Esta especie de regla moral para la acción política es mucho más evidente en los políticos extremistas que suelen llevar hasta la irritación las condiciones críticas de anormalidad.
Todos los políticos sin distinción de credo, nacionalidad o etnia, hacen de la máxima “mientras más pior, mejor” una moral no confesa que no por disimulada e hipócrita es menos evidente. Esto tiene su explicación en el hecho, bastante patético, de que aquellos que “viven” vergonzantemente la “enfermedad del poder”, como el avaro que vive la enfermedad de la riqueza o el enamorado que vive la enfermedad del amor o el lascivo que vive la enfermedad de la carne, están en continuo estado de frenesí, apasionamiento y exaltación del ánimo. Siendo el acceso al poder y su sostenimiento el principio y el fin de su vida y el de la política, sienten y piensan que ese estado de agitación política es algo natural y por tanto moralmente correcto.
Aunque algunos -muy pocos- racionalizan esta naturaleza y la objetivan, la mayoría -la inmensa mayoría- la viven instintivamente como si hicieran eco de una grosera interpretación de la frase de Aristóteles según la cual el hombre es un animal político. Frase a la cual no se le agregaría nuevo sentido si se intercambiaran sustantivo y adjetivo, porque al fin y al cabo esta grave distorsión del original aristotelismo solo significa que para un buen político -no para un político bueno- el conocimiento y por tanto la verdad, estorba a la voluntad de poder. En consecuencia con este retorcido logicismo con pretensión epistemológica, es reemplazable el conocimiento de la política por una cualidad natural, algo animalesca, como la astucia que se cultiva con esmero mediante zorrerías, ardides, artimañas, tretas, triquiñuelas, picardías, marrullerías, malabarismos, engaños y disimulos, convirtiendo la política en arte y artificio en contra de la versión según la cual la política es ciencia y conocimiento sobre el gobierno de la sociedad.

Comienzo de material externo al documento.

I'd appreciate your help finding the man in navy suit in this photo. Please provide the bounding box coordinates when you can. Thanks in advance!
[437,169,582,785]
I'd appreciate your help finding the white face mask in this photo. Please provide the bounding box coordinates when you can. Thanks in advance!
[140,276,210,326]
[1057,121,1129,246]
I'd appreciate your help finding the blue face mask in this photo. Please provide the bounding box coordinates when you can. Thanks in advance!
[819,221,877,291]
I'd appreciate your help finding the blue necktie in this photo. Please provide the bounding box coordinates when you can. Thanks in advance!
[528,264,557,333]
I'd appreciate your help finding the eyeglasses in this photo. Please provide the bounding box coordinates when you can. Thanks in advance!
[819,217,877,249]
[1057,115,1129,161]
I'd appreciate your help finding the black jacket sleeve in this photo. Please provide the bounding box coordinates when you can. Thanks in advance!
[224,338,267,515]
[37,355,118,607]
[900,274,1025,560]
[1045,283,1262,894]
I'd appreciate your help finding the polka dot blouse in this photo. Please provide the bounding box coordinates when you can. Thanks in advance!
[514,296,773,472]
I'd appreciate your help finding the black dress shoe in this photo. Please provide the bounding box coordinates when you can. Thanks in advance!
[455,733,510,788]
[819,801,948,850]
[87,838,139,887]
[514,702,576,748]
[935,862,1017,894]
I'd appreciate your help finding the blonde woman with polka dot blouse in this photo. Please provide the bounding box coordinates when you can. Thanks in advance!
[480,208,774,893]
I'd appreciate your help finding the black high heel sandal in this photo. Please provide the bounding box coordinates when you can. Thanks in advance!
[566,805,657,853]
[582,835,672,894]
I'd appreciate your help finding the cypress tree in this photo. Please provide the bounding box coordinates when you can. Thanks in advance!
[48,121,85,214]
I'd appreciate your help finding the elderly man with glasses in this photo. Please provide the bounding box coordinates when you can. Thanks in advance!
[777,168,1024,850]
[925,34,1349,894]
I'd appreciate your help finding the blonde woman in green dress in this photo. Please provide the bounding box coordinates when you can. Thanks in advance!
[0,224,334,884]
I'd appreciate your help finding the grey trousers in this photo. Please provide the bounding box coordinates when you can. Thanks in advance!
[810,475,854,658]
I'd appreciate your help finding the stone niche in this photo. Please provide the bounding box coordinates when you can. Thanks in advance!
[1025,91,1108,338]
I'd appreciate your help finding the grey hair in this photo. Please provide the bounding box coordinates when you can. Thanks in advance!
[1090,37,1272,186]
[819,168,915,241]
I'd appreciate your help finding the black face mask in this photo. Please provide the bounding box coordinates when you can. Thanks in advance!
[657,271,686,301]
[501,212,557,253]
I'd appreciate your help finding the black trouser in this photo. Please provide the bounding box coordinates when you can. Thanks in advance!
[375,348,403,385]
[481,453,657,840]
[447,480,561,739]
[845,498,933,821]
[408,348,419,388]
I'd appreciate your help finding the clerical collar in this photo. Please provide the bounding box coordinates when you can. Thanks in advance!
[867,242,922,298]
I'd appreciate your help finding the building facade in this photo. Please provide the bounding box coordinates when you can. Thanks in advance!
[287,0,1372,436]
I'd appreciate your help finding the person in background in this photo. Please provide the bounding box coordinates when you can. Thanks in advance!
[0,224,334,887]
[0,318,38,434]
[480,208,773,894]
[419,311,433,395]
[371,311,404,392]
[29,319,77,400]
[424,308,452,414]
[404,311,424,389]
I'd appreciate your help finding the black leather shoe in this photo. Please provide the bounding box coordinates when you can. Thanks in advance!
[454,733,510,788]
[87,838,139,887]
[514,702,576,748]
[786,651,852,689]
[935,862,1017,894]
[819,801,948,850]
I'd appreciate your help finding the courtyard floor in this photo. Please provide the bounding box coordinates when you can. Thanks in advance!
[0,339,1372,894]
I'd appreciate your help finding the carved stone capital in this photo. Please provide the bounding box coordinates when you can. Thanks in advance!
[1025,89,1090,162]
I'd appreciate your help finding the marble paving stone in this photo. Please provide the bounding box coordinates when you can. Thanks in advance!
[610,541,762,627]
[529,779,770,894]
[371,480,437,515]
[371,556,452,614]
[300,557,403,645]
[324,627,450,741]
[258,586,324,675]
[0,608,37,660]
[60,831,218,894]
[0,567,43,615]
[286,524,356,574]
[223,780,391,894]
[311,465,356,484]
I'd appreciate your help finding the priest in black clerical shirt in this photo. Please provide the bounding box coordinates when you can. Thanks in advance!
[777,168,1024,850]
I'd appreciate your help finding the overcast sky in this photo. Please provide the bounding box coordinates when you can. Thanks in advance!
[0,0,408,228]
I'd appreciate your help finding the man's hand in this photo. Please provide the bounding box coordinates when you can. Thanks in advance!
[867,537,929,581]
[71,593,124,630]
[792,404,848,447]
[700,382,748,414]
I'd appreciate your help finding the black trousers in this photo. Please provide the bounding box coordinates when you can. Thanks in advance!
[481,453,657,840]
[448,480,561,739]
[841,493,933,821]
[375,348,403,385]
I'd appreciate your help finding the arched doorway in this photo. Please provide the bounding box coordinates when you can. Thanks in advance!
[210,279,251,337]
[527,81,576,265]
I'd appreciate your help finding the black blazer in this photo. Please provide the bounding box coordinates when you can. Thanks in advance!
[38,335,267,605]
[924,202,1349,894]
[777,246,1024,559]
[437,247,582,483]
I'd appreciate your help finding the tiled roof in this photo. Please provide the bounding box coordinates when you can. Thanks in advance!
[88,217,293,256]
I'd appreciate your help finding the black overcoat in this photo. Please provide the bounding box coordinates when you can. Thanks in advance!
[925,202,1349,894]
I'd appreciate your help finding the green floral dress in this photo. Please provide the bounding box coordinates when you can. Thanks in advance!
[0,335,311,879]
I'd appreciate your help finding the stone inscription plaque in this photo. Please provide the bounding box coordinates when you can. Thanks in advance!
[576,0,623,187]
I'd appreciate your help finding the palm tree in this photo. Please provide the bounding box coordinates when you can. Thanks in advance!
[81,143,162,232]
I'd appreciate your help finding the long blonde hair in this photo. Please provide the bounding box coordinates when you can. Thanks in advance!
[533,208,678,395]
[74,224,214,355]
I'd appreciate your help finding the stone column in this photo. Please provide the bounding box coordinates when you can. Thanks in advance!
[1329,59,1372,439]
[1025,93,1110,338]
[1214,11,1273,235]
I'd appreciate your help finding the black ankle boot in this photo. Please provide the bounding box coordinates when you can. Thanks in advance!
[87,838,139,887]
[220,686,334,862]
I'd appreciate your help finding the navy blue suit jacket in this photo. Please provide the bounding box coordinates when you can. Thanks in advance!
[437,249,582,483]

Y allí donde al poder político se accede mediante elecciones, los políticos viven la vida como si fuera una eterna jornada electoral. Noche y día, en sueño o en vigilia, preparan las elecciones de ahora y las próximas sobre las de antes, con tal despliegue de la voluntad de poder y tan prolijo y minucioso arte que hasta el sueño está calculado para que produzca réditos electorales. No es, pues, una exageración aquello de que un político en trance, como suele estarlo normalmente, piensa en asuntos como el control de la natalidad por el impacto que pudiera tener sobre el censo electoral calculando que un nuevo bebé es un voto en potencia.
No es casual que los políticos, que viven su vida normal como una insomne jornada electoral, a su vez vivan de las crisis reales o fingidas, naturales o artificiales, pequeñas o grandes. De hecho, las exageran si no son suficientemente agónicas o las inventan si no existen y escogen selectivamente solo aquellas que son electoralmente productivas. Por eso los políticos suelen ser agónicos, ansiosos y no pocas veces histéricos, aunque escondan su estado de agitación continua detrás de esa clase de estoicismo que tiene al cinismo por concubino sin derechos.
Esta especie de regla moral para la acción política es mucho más evidente en los políticos extremistas que suelen llevar hasta la irritación las condiciones críticas de anormalidad. Así, por ejemplo, el recurso a todas las clases de terrorismo, al miedo, al pesimismo derrotista o al optimismo fatuo son estrategias en las que se pone en práctica esa máxima moral.